The mood reflected more what is apparently not happening rather than how to cope with new thinking and investment challenges. And with European pension reforms now blurring the boundaries further between retail and institutional business, there was talk suggesting investment offerings are not meeting client demands.

Helena Morrissey, chief executive at Newton Investment Management, echoed such comments during a discussion about the blurring boundaries of the pension fund market. She questioned why the fund sector does not engage more with pension fund clients and find out what they really want as service and product offerings."While things are changing clearly in terms of what clients want, the fund management industry has not done a great job of working with clients to understand they changing needs," said Morrissey.

"CREATE [research] found clients want to go back to basics, global equities are their priority. We need to do a better job of discussing with our clients what they want. We also have to do a better job of talking to the consultants because they are also afraid of getting involved in our strategy," she added.

It seems the communication problem is not all one-sided, as fund managers want to engage with investors but are apparently frustrated at the lack of opportunity to do so. Pension funds and consultants, Morrissey again argued, simply don't ask questions of asset managers who do want to share their insight and add value.

"It is incumbent on the [pension fund] client, where the consultant is very powerful, to say we like your advice but we also want the opinion of the fund manager. If we go to a meeting of trustees, we are not asked to contribute to their strategy. Even if they don't listen, they should be asking and I would like to see more of that," added Morrissey.

Such discussions at the Fund Forum appear to signal a wider problem in general across the investment sector.
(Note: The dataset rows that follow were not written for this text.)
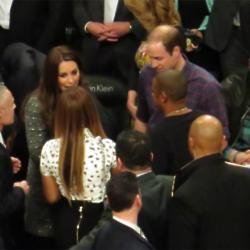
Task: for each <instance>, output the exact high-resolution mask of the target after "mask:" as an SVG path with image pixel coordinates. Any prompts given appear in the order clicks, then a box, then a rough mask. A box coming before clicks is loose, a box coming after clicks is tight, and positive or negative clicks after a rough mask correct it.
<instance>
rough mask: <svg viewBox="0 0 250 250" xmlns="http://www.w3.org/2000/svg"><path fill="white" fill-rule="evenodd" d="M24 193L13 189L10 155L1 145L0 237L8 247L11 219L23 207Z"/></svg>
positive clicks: (8, 246)
mask: <svg viewBox="0 0 250 250" xmlns="http://www.w3.org/2000/svg"><path fill="white" fill-rule="evenodd" d="M23 201H24V192H23V191H22V189H21V188H19V187H14V188H13V173H12V166H11V160H10V157H9V154H8V152H7V150H6V149H5V147H4V146H3V145H2V144H1V143H0V237H2V238H3V241H4V244H5V246H6V247H10V245H11V237H10V234H9V228H8V226H9V225H8V224H9V221H8V219H9V217H10V216H11V214H13V213H14V212H15V211H17V210H18V209H20V208H21V207H22V204H23Z"/></svg>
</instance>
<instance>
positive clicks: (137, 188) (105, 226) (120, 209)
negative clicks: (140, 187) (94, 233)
mask: <svg viewBox="0 0 250 250" xmlns="http://www.w3.org/2000/svg"><path fill="white" fill-rule="evenodd" d="M107 196H108V201H109V205H110V208H111V210H112V214H113V219H112V220H111V221H110V222H108V223H107V225H105V226H104V227H103V228H101V230H100V231H99V233H98V235H97V236H96V239H95V242H94V246H93V248H92V249H93V250H110V249H112V250H125V249H126V250H127V249H130V250H146V249H151V250H153V249H154V248H153V247H152V246H151V244H150V243H149V242H148V241H147V239H146V238H145V236H144V234H143V232H142V230H141V229H140V227H138V225H137V217H138V213H139V211H140V209H141V206H142V200H141V195H140V191H139V186H138V183H137V179H136V176H135V175H134V174H132V173H130V172H123V173H120V174H116V175H114V176H113V177H112V179H111V180H110V181H109V182H108V184H107Z"/></svg>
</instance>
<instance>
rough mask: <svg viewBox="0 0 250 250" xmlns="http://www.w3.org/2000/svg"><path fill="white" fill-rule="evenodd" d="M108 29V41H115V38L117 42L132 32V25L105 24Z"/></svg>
mask: <svg viewBox="0 0 250 250" xmlns="http://www.w3.org/2000/svg"><path fill="white" fill-rule="evenodd" d="M105 25H106V26H107V27H108V30H109V31H108V32H105V33H104V35H106V37H107V41H111V42H112V41H113V40H114V38H116V39H117V40H118V39H119V38H120V37H123V36H125V35H126V34H128V33H129V32H131V30H130V23H129V22H113V23H107V24H105Z"/></svg>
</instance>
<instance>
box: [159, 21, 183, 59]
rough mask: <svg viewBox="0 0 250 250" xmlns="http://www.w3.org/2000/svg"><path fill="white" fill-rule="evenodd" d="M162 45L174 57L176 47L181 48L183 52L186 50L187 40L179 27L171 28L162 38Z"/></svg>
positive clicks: (167, 30)
mask: <svg viewBox="0 0 250 250" xmlns="http://www.w3.org/2000/svg"><path fill="white" fill-rule="evenodd" d="M162 43H163V45H164V47H165V49H166V51H167V52H169V53H170V54H171V55H172V52H173V50H174V47H176V46H178V47H180V50H181V52H183V51H185V49H186V38H185V36H184V34H183V32H182V31H181V29H180V28H178V27H173V26H169V28H168V29H167V30H166V33H165V35H164V36H163V37H162Z"/></svg>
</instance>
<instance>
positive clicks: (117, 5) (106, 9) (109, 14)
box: [103, 0, 119, 23]
mask: <svg viewBox="0 0 250 250" xmlns="http://www.w3.org/2000/svg"><path fill="white" fill-rule="evenodd" d="M118 2H119V0H104V20H103V21H104V23H112V22H113V21H114V18H115V13H116V9H117V6H118Z"/></svg>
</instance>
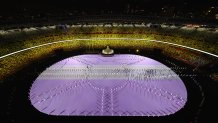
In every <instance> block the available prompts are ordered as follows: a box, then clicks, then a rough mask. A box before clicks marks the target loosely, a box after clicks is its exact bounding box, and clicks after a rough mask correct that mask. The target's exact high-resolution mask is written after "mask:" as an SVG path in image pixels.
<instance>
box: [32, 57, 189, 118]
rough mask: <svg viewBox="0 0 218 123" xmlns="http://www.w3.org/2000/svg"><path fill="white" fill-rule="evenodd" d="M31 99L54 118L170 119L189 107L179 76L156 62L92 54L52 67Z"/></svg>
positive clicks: (45, 112)
mask: <svg viewBox="0 0 218 123" xmlns="http://www.w3.org/2000/svg"><path fill="white" fill-rule="evenodd" d="M29 98H30V101H31V103H32V105H33V106H34V107H35V108H36V109H37V110H39V111H40V112H43V113H46V114H50V115H64V116H68V115H69V116H75V115H79V116H165V115H170V114H174V113H175V112H177V111H179V110H180V109H181V108H182V107H184V105H185V103H186V101H187V91H186V87H185V85H184V84H183V82H182V80H181V79H180V78H179V76H178V75H177V74H176V73H174V72H173V71H172V70H171V69H170V68H168V67H167V66H165V65H163V64H162V63H160V62H158V61H155V60H153V59H150V58H147V57H143V56H139V55H130V54H120V55H114V56H111V57H105V56H102V55H97V54H96V55H93V54H92V55H91V54H90V55H79V56H74V57H71V58H67V59H64V60H62V61H60V62H58V63H56V64H54V65H52V66H51V67H49V68H47V69H46V70H45V71H44V72H42V73H41V75H39V77H38V78H37V79H36V80H35V81H34V83H33V85H32V87H31V89H30V94H29Z"/></svg>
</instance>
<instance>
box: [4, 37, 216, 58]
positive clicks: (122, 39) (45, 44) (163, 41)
mask: <svg viewBox="0 0 218 123" xmlns="http://www.w3.org/2000/svg"><path fill="white" fill-rule="evenodd" d="M75 40H77V41H80V40H140V41H146V42H157V43H162V44H167V45H173V46H177V47H182V48H186V49H190V50H194V51H198V52H201V53H204V54H207V55H210V56H213V57H216V58H218V55H216V54H212V53H209V52H206V51H203V50H199V49H196V48H192V47H188V46H185V45H180V44H176V43H170V42H165V41H159V40H147V39H141V38H91V39H88V38H76V39H72V40H61V41H56V42H51V43H46V44H41V45H37V46H33V47H29V48H25V49H22V50H18V51H15V52H12V53H9V54H6V55H3V56H1V57H0V59H3V58H5V57H8V56H11V55H14V54H17V53H20V52H24V51H27V50H31V49H35V48H38V47H43V46H47V45H52V44H57V43H64V42H72V41H75Z"/></svg>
CEO forums, for example, played down any immediate need to move from long-only strategies and engage in hedge fund or shorting products.

Yet traditional fund managers sought to stress their teams now operate within internal ‘boutique' environments delivering a range of skills and knowledge.

One of the most popular breakout sessions of the entire conference looked at the growth of 130/30 products and an apparent demand for access to these strategies by retail investors.

While 130/30 is being interpreted as an exact definition of how the products work, consensus suggested another label may be needed to reflect what is really a "prescriptive technique", given positions can move as little as 105/5 up to 150/50.

Elsewhere, the concept of absolute returns took quite a battering throughout discussions on the back of general recent poor performance, at one time described by High Willis of Bluebay Asset Management as "still not delivering anything more than traditional alpha". And yet the search for alpha has become the focal point of the entire fund management industry.

One of the more interesting presentations came from Dr Horace Brock, an academic and founder of Strategic Economic Decisions, who presented brief details of a paper soon to be published suggesting in a market where everyone has access to the same news and information, there are logically only three ways to add alpha.

The only ways to add alpha, he suggested, are to "exploit the existence of structural change, exploit market misbehaviour, such as short-term market volatility and long-term cycles, and exploit logical errors of inference about how the economy and markets actually work".

Moreover, active management will become increasingly important, said Brock, as indexed household growth will diminish over the next decade and a nation's wealth growth will need to be four times that of GDP just match the true value of GDP. In order to achieve even 8% return, new asset classes and thinking will be needed to look beyond data crunching.

Data may look good on paper, according to Brock, but a manager benchmarked against everyone else still has to use their own intelligence to know "when to get off".